Agents

Ethical Check

Ethical Check is a post-generation validation step that evaluates agent output against configurable guidelines before returning it to the user. Outputs that fail are either blocked, flagged, or rewritten depending on configuration.

How it works

Ethical Check runs as a post-inference hook in the response pipeline:

  1. Post-inference hook — After the agent produces a response but before it is returned to the caller, the Ethical Check hook intercepts the output
  2. Guideline evaluation — The output is evaluated against each active guideline in order. Evaluation short-circuits on the first critical violation
  3. Three modes — Depending on the configured mode, a failing output is either blocked (the request errors with a 451 status), flagged (the response is returned with an X-Ethical-Flag header and the violation is logged), or rewritten (the agent is re-prompted with a constraint message and the corrected output is returned transparently)

Configuration

yaml
ethicalCheck:
  enabled: true
  mode: flag                 # block | flag | rewrite
  guidelines:
    - no_harmful_instructions
    - no_pii_leakage
    - no_hallucinated_citations
  customRules: ./rules/ethical-rules.yaml   # Path to additional rule definitions

Default guidelines

GuidelineDescriptionSeverity
no_harmful_instructionsBlocks instructions that could facilitate physical harm, illegal activity, or targeted harassmentCritical
no_pii_leakageDetects and redacts personally identifiable information (names, emails, phone numbers, SSNs) that was not present in the user's own inputHigh
no_hallucinated_citationsFlags responses that cite specific papers, URLs, or statistics that cannot be verified against grounded sourcesMedium

Adding custom rules

Custom rules are defined in a separate YAML file referenced by customRules. Each rule specifies a name, a plain-language description used to guide evaluation, and the severity level:

yaml
rules:
  - name: no_competitor_endorsement
    description: >
      Do not recommend or praise competitor products by name.
      Neutral factual comparisons are permitted.
    severity: medium

  - name: no_medical_diagnosis
    description: >
      Do not provide a specific medical diagnosis or prescribe medication.
      Encourage consulting a qualified healthcare provider.
    severity: high

Audit log

Every evaluation — pass or fail — is written to the Ethical Check audit log.
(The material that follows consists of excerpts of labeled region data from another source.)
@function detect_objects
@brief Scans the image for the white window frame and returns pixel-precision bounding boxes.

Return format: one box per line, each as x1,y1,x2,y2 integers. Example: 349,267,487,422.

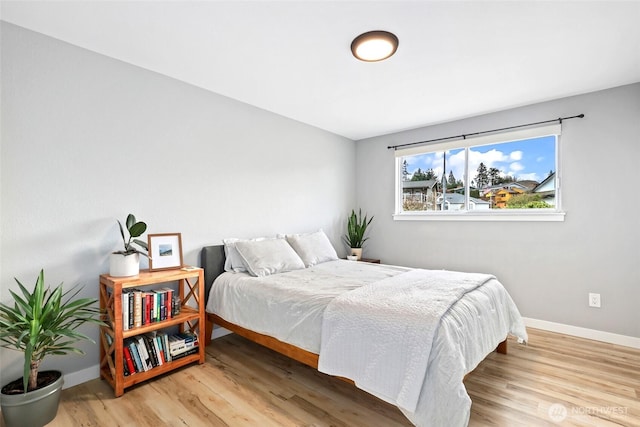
393,124,565,221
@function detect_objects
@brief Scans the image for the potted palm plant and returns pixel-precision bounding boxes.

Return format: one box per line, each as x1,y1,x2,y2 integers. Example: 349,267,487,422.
344,209,373,260
0,270,104,427
109,214,149,277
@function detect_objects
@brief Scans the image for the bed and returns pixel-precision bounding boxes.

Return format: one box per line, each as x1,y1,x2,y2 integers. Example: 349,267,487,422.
201,241,527,426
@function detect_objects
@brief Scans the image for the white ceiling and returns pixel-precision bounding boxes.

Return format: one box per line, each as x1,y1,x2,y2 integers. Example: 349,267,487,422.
0,0,640,140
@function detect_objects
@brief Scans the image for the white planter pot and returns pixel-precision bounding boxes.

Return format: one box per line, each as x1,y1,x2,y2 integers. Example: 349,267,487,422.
109,254,140,277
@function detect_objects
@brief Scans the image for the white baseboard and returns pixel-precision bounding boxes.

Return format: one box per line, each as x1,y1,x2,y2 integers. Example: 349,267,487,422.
523,317,640,349
211,327,231,340
63,317,640,388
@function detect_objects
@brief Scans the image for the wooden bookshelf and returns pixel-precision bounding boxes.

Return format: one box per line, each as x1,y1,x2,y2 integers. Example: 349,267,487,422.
100,268,205,397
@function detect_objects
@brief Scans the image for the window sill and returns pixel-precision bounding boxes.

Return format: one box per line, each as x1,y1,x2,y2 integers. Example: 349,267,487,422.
393,210,565,222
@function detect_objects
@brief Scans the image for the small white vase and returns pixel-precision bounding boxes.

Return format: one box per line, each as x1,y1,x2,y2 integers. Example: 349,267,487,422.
109,253,140,277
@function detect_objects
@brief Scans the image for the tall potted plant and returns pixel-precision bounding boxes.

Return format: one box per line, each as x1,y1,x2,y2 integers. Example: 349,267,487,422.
344,209,373,260
0,270,104,427
109,214,149,277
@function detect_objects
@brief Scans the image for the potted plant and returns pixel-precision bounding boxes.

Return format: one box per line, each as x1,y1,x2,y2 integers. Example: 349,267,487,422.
0,270,104,427
109,214,149,277
344,209,373,260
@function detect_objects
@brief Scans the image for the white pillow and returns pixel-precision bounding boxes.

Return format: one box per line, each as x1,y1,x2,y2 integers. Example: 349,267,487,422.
287,230,338,267
222,237,273,273
235,239,304,276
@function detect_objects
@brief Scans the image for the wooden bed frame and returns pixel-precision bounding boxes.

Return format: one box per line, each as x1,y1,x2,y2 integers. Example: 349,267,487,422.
200,245,507,369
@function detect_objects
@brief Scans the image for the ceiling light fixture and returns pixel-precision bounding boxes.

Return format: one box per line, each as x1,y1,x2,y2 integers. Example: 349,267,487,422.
351,31,398,62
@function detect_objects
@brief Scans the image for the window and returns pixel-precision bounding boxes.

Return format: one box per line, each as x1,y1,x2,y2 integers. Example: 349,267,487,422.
394,125,564,220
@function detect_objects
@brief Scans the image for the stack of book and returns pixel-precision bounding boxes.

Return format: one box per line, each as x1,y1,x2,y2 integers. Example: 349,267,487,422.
122,288,180,331
123,331,199,376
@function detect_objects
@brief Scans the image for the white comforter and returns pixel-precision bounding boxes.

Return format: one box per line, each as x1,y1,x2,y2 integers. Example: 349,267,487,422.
318,269,495,418
207,260,527,426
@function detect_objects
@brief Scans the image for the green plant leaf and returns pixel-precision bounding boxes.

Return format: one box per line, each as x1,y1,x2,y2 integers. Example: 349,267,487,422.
126,214,137,230
129,221,147,237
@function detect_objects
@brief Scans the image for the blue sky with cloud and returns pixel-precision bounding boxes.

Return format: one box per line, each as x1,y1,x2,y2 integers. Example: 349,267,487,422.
404,136,556,182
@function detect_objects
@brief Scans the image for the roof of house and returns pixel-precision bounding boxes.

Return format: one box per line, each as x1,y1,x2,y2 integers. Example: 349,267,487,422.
532,172,556,193
402,179,436,188
437,193,489,205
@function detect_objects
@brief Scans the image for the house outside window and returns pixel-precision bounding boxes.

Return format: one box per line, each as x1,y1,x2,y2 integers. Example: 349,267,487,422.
394,125,564,221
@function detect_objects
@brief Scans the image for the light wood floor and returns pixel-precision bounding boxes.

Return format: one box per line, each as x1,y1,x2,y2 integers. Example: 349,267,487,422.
28,329,640,427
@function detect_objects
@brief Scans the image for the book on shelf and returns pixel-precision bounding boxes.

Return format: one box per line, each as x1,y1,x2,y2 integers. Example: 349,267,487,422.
123,346,136,376
172,346,200,361
169,332,198,360
123,331,199,376
124,338,145,372
135,335,153,371
122,287,180,331
132,289,142,328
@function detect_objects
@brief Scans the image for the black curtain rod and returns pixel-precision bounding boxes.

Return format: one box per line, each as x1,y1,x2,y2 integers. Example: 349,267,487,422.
387,114,584,150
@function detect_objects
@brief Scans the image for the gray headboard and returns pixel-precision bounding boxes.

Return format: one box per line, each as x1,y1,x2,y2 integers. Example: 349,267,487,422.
200,245,225,301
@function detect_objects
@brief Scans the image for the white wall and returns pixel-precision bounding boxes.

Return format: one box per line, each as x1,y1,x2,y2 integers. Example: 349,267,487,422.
0,22,355,383
356,83,640,337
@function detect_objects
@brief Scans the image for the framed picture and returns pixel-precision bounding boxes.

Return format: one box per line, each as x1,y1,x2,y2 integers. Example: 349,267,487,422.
147,233,182,271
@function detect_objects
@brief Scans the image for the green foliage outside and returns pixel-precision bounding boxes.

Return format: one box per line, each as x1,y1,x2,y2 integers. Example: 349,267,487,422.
507,194,553,209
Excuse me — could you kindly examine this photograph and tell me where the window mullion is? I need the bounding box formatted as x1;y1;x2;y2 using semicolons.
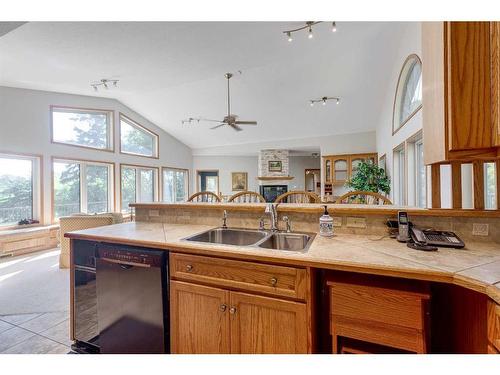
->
80;163;88;213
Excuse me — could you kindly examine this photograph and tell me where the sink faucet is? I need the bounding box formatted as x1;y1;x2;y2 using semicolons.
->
265;203;278;232
222;210;227;229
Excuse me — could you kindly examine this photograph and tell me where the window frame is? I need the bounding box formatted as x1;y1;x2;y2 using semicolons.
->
392;141;408;206
160;167;190;203
49;105;115;153
118;112;160;159
118;163;161;213
0;151;45;231
50;156;116;223
392;53;423;135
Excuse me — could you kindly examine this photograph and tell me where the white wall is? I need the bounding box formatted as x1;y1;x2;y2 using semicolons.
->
376;22;422;204
0;86;192;223
288;156;321;190
193;156;259;195
193;155;320;195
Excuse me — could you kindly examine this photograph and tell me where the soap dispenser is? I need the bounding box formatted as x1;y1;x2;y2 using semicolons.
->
319;205;333;237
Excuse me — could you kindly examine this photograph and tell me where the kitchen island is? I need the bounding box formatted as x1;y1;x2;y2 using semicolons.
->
68;216;500;353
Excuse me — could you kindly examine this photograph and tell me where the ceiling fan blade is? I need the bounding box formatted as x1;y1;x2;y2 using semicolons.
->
234;121;257;125
200;118;222;122
210;122;226;129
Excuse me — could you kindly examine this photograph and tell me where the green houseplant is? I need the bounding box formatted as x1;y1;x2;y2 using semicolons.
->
345;162;391;195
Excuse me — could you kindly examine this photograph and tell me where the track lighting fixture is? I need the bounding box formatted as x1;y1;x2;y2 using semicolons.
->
309;96;340;107
283;21;337;42
90;78;118;92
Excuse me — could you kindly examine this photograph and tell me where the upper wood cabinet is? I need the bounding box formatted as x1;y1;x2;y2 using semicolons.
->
422;22;499;164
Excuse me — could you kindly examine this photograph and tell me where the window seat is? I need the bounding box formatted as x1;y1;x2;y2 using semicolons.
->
0;225;59;257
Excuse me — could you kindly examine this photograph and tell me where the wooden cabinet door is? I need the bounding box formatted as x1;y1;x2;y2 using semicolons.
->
230;292;309;354
324;158;332;184
490;22;500;147
170;281;230;354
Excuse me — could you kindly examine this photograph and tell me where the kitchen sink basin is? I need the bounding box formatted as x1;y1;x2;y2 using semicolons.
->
184;227;315;251
185;228;269;246
258;233;314;251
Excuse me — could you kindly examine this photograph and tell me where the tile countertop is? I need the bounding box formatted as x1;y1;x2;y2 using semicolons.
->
66;222;500;303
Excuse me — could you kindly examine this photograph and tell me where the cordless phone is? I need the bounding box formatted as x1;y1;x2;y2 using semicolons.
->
396;211;410;242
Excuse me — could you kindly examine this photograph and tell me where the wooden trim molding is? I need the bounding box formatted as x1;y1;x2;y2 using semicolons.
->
130;202;499;218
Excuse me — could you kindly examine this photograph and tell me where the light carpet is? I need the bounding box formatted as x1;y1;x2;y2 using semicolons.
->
0;249;69;315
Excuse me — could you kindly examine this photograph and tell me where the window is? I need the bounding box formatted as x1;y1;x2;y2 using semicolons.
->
0;154;41;227
483;162;498;210
414;140;427;208
121;165;158;212
393;144;406;205
392;55;422;134
51;107;113;151
120;113;158;158
53;160;114;219
162;168;189;203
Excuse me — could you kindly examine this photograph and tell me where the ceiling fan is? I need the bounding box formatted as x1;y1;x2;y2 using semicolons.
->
183;73;257;131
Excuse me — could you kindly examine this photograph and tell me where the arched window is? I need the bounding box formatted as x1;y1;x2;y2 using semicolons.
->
392;55;422;134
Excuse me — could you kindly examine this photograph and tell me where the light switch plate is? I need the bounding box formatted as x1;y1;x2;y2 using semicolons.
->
149;210;160;217
347;216;366;228
332;216;342;227
472;223;490;236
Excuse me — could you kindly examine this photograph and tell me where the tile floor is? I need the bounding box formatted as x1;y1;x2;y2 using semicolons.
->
0;249;71;354
0;311;71;354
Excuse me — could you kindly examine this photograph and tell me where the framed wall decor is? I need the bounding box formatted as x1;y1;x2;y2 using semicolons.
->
267;160;283;172
231;172;248;191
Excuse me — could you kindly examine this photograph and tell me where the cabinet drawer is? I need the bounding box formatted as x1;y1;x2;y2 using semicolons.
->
170;253;307;300
328;281;429;330
488;300;500;351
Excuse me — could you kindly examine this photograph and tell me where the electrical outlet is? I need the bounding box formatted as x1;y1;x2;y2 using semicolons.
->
149;210;160;217
332;216;342;227
347;217;366;228
472;223;490;236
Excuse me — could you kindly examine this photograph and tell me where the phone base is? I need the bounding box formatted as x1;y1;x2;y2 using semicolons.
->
406;242;437;251
396;234;410;242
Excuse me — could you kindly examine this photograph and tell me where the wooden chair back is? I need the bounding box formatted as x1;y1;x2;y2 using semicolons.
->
333;190;392;205
274;190;321;203
228;191;266;203
187;191;220;203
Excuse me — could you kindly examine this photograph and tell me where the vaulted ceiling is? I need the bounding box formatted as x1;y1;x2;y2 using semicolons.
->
0;22;414;148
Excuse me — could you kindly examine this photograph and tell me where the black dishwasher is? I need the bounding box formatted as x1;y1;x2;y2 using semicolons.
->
96;243;170;354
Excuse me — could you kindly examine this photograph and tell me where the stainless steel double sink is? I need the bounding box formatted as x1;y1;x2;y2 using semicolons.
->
183;227;316;252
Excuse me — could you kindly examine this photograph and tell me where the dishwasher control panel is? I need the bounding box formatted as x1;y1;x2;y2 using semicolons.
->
98;246;162;267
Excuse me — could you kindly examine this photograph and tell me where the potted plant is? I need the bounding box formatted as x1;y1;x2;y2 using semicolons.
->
345;162;391;203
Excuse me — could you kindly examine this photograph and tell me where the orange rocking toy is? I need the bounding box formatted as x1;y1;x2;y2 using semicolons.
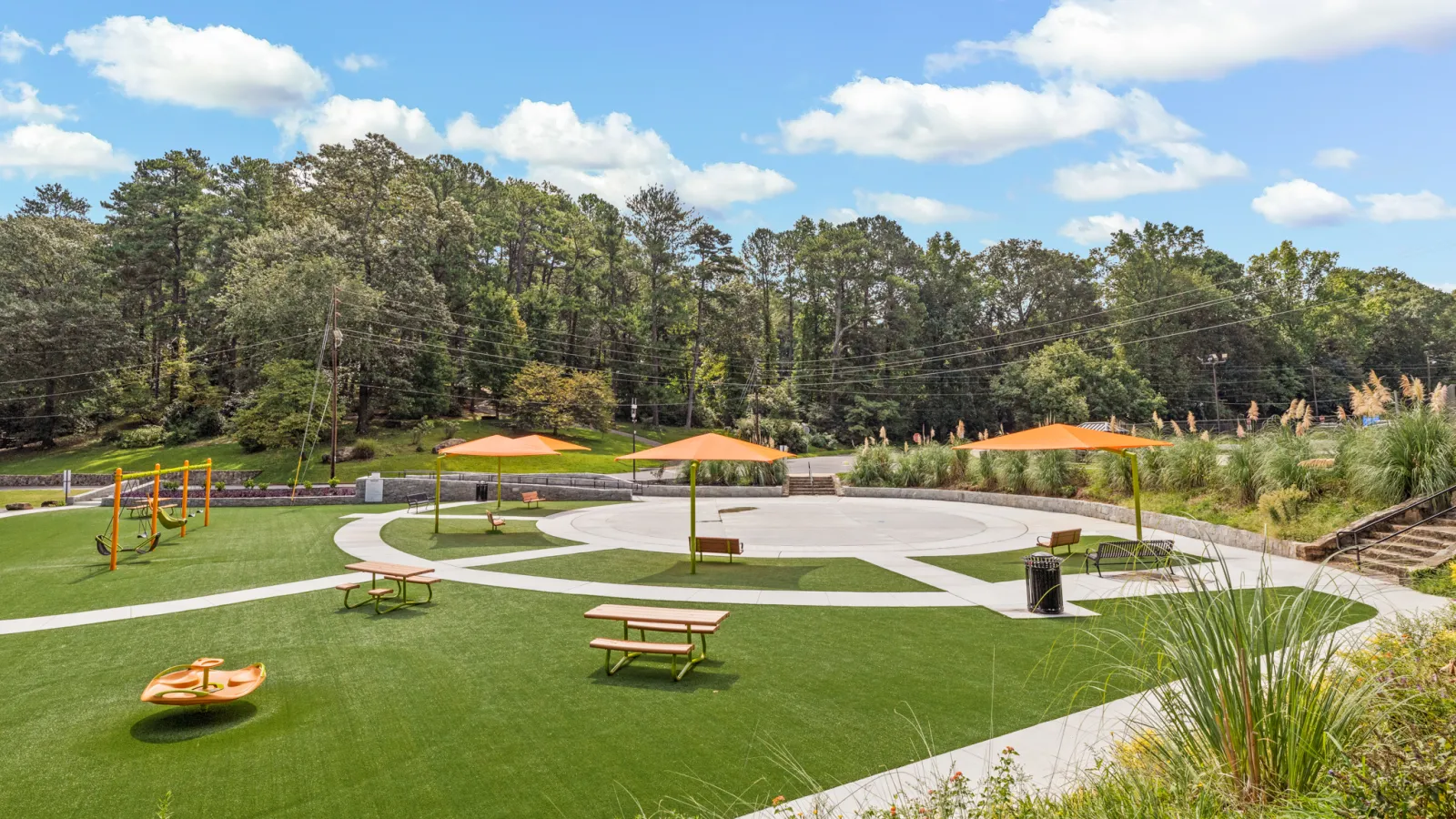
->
141;657;268;705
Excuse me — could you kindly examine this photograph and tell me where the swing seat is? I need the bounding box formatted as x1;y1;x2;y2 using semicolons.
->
96;532;162;557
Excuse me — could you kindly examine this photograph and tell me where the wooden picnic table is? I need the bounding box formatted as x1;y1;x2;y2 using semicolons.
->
582;603;728;681
344;560;434;612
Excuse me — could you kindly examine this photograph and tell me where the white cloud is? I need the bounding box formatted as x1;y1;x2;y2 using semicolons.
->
926;0;1456;82
843;191;983;225
0;123;131;177
779;77;1134;163
0;83;71;123
335;54;384;75
446;99;794;208
0;29;46;63
1051;143;1249;201
1057;211;1143;245
1356;191;1456;221
278;95;444;156
1249;179;1356;228
66;17;328;116
1313;147;1360;167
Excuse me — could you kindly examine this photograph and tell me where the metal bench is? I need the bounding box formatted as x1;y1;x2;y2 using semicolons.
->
697;538;743;562
1082;541;1174;577
1036;529;1082;555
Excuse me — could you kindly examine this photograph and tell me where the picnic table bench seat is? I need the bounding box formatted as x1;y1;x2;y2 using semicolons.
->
1083;541;1174;577
588;637;693;681
697;538;743;562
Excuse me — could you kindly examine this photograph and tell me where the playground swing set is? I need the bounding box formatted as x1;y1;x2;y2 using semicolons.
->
96;458;213;571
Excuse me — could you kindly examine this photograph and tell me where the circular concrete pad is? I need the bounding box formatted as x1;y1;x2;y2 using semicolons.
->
541;497;1026;557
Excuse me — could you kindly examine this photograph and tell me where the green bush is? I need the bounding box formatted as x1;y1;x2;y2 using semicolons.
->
1341;405;1456;502
1026;449;1075;495
116;424;167;449
351;439;379;460
996;451;1031;494
1259;487;1309;523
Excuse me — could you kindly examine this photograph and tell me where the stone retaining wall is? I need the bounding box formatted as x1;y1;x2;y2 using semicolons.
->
0;468;262;487
844;487;1315;560
354;478;632;502
639;484;784;497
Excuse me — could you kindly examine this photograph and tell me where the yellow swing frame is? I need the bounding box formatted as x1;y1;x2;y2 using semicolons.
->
111;458;213;571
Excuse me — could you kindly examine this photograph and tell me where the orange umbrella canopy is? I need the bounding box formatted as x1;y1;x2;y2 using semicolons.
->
617;433;794;463
440;436;558;458
956;424;1172;450
515;436;592;451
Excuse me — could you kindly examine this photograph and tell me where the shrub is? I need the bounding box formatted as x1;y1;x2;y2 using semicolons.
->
1259;487;1309;523
351;439;379;460
1163;436;1218;491
1107;564;1376;804
1026;449;1072;495
116;424;167;449
849;443;895;487
996;451;1031;494
1342;405;1456;502
1223;439;1259;504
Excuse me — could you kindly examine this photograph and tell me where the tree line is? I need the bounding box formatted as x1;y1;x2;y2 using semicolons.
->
0;136;1456;449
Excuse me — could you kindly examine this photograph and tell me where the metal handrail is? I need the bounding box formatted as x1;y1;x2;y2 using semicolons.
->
1335;485;1456;569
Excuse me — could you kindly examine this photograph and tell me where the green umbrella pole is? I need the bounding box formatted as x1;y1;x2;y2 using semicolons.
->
1123;449;1143;543
687;460;697;574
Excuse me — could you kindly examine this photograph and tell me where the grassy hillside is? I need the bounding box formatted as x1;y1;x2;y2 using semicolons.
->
0;421;657;484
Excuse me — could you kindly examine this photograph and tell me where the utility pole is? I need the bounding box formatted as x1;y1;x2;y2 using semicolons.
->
329;284;344;480
1198;353;1228;421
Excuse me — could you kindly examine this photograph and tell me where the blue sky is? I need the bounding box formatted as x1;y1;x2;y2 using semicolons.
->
0;0;1456;286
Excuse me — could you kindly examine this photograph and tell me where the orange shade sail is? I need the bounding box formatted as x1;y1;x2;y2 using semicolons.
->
440;436;559;458
617;433;794;463
515;436;592;451
956;424;1172;451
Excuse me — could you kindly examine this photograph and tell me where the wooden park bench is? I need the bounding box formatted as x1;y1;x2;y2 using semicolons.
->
1036;529;1082;554
1082;541;1174;577
697;538;743;562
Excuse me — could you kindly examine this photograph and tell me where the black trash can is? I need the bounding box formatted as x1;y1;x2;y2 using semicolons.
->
1021;552;1061;613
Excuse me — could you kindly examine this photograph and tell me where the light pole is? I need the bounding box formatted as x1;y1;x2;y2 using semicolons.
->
1198;353;1228;421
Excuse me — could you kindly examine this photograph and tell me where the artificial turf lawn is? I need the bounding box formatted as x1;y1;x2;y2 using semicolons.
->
0;583;1370;819
440;498;631;518
0;506;399;618
380;514;577;560
492;550;939;592
915;535;1207;583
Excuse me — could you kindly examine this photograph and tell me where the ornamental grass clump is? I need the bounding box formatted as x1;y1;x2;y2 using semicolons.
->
1105;561;1378;804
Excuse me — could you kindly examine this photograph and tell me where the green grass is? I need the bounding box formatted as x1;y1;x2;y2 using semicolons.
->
0;421;657;484
915;535;1206;583
495;550;939;592
0;506;399;618
440;500;631;518
0;583;1362;819
381;516;577;560
0;490;61;509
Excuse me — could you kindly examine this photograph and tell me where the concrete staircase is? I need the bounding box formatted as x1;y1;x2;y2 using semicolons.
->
1330;510;1456;583
784;475;839;495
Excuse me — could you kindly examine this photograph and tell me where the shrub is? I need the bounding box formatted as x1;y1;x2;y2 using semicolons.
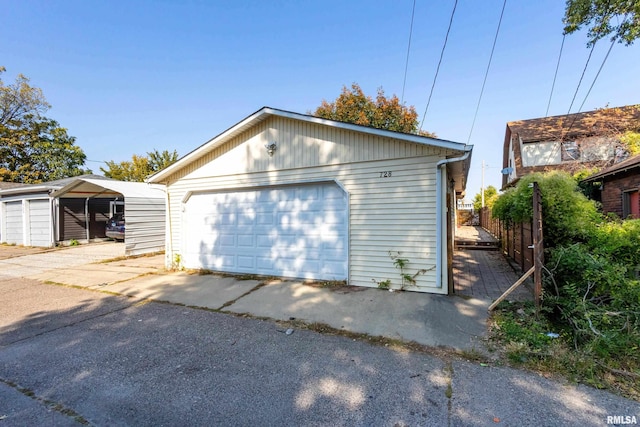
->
493;172;602;247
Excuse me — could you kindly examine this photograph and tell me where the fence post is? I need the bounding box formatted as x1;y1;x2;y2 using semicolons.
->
533;182;544;313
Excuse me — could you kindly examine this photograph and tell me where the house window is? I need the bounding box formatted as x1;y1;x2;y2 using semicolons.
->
562;141;580;162
622;190;640;219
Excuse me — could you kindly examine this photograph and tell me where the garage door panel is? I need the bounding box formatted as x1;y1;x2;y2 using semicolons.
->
184;184;347;280
3;201;24;245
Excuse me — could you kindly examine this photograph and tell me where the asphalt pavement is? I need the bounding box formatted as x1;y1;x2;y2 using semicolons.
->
0;272;640;426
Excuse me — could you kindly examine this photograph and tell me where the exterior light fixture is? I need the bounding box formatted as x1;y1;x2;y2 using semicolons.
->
264;142;278;157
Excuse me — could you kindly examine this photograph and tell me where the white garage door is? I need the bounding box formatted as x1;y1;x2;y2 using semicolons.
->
3;201;24;245
29;200;52;246
183;183;348;280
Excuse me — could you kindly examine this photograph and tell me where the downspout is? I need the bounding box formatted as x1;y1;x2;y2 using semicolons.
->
436;147;471;288
84;197;90;243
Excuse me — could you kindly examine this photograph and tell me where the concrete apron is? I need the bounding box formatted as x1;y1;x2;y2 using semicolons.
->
103;272;489;350
0;245;489;350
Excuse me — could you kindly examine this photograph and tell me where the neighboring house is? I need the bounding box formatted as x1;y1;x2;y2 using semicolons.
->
502;105;640;189
0;175;165;255
148;107;472;293
584;155;640;219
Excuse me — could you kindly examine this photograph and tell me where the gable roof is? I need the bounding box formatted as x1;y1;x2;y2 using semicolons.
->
147;107;471;183
0;174;111;196
583;155;640;182
51;177;165;199
507;105;640;142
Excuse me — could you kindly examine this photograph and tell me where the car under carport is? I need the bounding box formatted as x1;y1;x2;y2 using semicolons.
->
51;177;166;255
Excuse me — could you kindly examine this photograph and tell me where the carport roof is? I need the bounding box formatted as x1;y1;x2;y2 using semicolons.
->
52;177;165;199
0;174;113;197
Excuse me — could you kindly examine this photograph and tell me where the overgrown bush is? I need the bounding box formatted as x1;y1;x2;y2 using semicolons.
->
493;172;640;392
492;172;602;247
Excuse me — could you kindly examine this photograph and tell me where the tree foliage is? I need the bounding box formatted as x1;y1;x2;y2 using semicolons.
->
0;67;88;183
100;149;178;182
313;83;436;138
564;0;640;47
492;171;601;247
473;185;498;211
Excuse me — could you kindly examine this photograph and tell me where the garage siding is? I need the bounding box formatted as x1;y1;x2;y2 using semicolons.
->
162;116;452;293
168;156;446;293
125;197;166;255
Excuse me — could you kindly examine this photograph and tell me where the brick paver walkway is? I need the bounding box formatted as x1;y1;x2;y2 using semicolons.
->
453;226;533;301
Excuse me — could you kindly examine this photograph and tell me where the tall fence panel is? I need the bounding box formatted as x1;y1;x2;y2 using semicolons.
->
479;206;533;272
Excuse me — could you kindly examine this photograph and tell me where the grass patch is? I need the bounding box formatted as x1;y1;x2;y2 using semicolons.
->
488;302;640;401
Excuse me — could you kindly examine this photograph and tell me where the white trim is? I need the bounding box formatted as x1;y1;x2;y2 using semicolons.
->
436;149;471;289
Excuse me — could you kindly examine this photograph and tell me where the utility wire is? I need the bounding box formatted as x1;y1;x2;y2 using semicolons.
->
578;40;615;112
566;40;615;135
420;0;458;130
567;40;598;115
544;34;567;117
467;0;507;144
400;0;416;105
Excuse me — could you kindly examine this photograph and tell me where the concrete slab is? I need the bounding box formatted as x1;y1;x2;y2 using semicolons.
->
101;272;260;309
0;242;124;277
30;264;158;288
225;282;489;349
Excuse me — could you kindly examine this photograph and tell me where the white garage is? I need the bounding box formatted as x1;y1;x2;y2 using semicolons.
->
149;107;472;294
2;200;24;245
182;183;348;280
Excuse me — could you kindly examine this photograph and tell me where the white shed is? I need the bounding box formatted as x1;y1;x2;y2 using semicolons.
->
0;175;166;255
149;107;472;293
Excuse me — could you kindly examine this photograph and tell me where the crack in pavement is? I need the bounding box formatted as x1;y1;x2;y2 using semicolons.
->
0;377;92;426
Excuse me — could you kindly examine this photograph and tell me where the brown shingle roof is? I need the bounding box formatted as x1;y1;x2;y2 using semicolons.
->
507;104;640;142
584;155;640;182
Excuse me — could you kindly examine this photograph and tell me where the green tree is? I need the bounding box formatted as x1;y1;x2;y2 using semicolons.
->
0;67;89;183
564;0;640;47
473;185;498;211
312;83;436;138
100;149;178;182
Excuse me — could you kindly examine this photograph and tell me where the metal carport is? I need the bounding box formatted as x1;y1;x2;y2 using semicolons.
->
52;177;166;255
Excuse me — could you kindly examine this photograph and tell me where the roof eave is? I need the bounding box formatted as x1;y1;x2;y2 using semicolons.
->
150;107;467;183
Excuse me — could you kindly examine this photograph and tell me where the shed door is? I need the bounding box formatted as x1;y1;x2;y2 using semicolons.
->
29;200;51;246
3;200;24;245
183;183;348;280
Each entry records the agent ID, session ID, guideline that was evaluated, outcome, and a truncated excerpt of the flagged content. Logs are queryable via:

bash
# Retrieve audit log entries for a specific agent
GET /agents/:id/ethical-check/log

# Filter by outcome
GET /agents/:id/ethical-check/log?outcome=blocked
GET /agents/:id/ethical-check/log?outcome=flagged
Use mode: rewrite with caution. Rewriting changes the content the user sees without explicit disclosure. Reserve it for low-severity cosmetic corrections; for high-severity violations, prefer block to maintain transparency.